Las Vegas Music Festival: the Latest, and the Worst, Mass-Shooting in U.S. History. October 2 2017 special edition.

On Sunday,

* Two women were stabbed and murdered by a knife-wielding terrorist in France.

* A terrorist committed murder in Canada.

* 900 people were injured in the city of Barcelona and throughout the state of Catalan, because they were voting for independence from Spain in defiance of the Spanish government's ban of their long-announced, well-publicized election.

* And in the U.S, we experienced the worst mass-murder by firearm, outside war, in our history.


That is why we chose to discuss only this, from the list of Sunday's atrocities.
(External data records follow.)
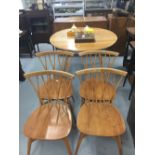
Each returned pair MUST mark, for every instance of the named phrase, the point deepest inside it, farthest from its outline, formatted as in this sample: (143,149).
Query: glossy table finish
(104,39)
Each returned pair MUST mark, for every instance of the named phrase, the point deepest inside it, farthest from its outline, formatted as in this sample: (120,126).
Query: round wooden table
(103,39)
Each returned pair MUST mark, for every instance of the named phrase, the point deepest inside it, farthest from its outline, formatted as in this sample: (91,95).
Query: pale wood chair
(98,58)
(55,60)
(52,120)
(99,83)
(98,117)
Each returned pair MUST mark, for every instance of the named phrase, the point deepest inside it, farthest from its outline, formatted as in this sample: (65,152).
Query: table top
(80,19)
(104,39)
(131,30)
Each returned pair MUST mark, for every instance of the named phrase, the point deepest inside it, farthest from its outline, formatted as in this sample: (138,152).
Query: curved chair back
(98,58)
(100,84)
(50,85)
(55,60)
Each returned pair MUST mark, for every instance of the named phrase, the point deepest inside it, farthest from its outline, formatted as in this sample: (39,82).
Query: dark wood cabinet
(40,23)
(118,25)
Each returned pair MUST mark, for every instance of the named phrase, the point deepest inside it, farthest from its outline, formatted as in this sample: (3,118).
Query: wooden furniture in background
(118,25)
(97,117)
(52,120)
(25,44)
(65,23)
(130,37)
(104,39)
(131,68)
(98,58)
(131,117)
(55,60)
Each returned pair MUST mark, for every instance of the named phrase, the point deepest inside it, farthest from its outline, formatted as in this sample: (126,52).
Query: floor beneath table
(90,145)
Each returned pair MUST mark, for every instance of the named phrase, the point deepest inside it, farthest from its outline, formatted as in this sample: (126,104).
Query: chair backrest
(98,58)
(50,83)
(105,76)
(55,60)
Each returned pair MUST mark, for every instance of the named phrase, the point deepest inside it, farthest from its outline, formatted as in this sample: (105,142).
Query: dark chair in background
(131,68)
(25,41)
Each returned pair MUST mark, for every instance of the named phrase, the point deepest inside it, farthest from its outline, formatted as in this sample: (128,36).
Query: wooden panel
(100,120)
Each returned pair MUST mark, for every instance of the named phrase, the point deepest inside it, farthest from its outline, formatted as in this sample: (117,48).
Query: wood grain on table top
(103,39)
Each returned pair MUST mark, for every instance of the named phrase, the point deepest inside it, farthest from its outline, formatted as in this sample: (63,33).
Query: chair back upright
(55,60)
(100,83)
(49,85)
(98,58)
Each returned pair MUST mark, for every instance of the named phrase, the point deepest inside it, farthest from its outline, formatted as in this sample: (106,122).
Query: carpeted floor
(90,145)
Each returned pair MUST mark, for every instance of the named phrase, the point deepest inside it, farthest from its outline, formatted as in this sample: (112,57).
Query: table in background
(104,39)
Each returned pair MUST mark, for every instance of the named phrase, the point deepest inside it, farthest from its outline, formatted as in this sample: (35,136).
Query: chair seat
(98,119)
(97,90)
(42,123)
(56,89)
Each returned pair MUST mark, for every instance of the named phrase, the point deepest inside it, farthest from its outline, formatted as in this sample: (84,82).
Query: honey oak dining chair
(103,81)
(98,117)
(98,58)
(52,120)
(55,60)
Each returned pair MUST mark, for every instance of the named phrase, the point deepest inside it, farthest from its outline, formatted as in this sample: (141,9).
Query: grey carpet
(90,145)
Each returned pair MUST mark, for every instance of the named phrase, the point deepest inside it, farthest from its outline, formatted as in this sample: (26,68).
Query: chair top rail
(48,72)
(59,52)
(111,53)
(101,69)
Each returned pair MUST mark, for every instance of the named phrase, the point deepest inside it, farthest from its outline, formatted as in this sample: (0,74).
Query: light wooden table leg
(29,146)
(66,141)
(119,144)
(79,142)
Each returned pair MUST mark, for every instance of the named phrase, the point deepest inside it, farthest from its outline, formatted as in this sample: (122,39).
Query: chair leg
(79,142)
(66,141)
(125,80)
(29,146)
(119,144)
(72,112)
(132,88)
(73,98)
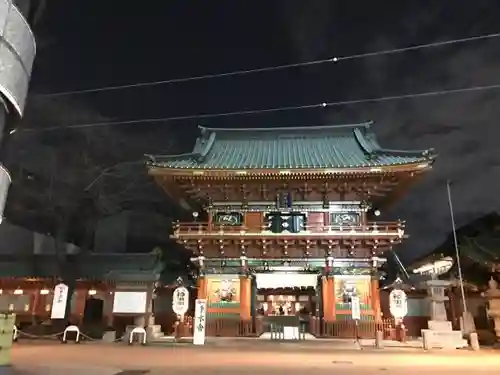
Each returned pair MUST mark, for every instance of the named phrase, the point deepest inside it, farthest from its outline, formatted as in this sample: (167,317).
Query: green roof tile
(318,147)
We hope to inform and, more than just that, to do some good.

Here is a quote from what follows...

" Because we change nothing, we must reckon that we are all too likely to be in this same place yet again -- though we claim to be sincere, even desperate, in our longing for change and a better world, we are left to weep because we are frauds."


Las Vegas Music Festival: the Latest, and the Worst, Mass-Shooting in U.S. History

by Larry Wines

Everyone reading this can visualize the setting as it was, until one-second before it became the deadliest mass shooting in American history.

Twenty-two thousand fans in attendance. The last act of a three-day music festival had just taken the stage.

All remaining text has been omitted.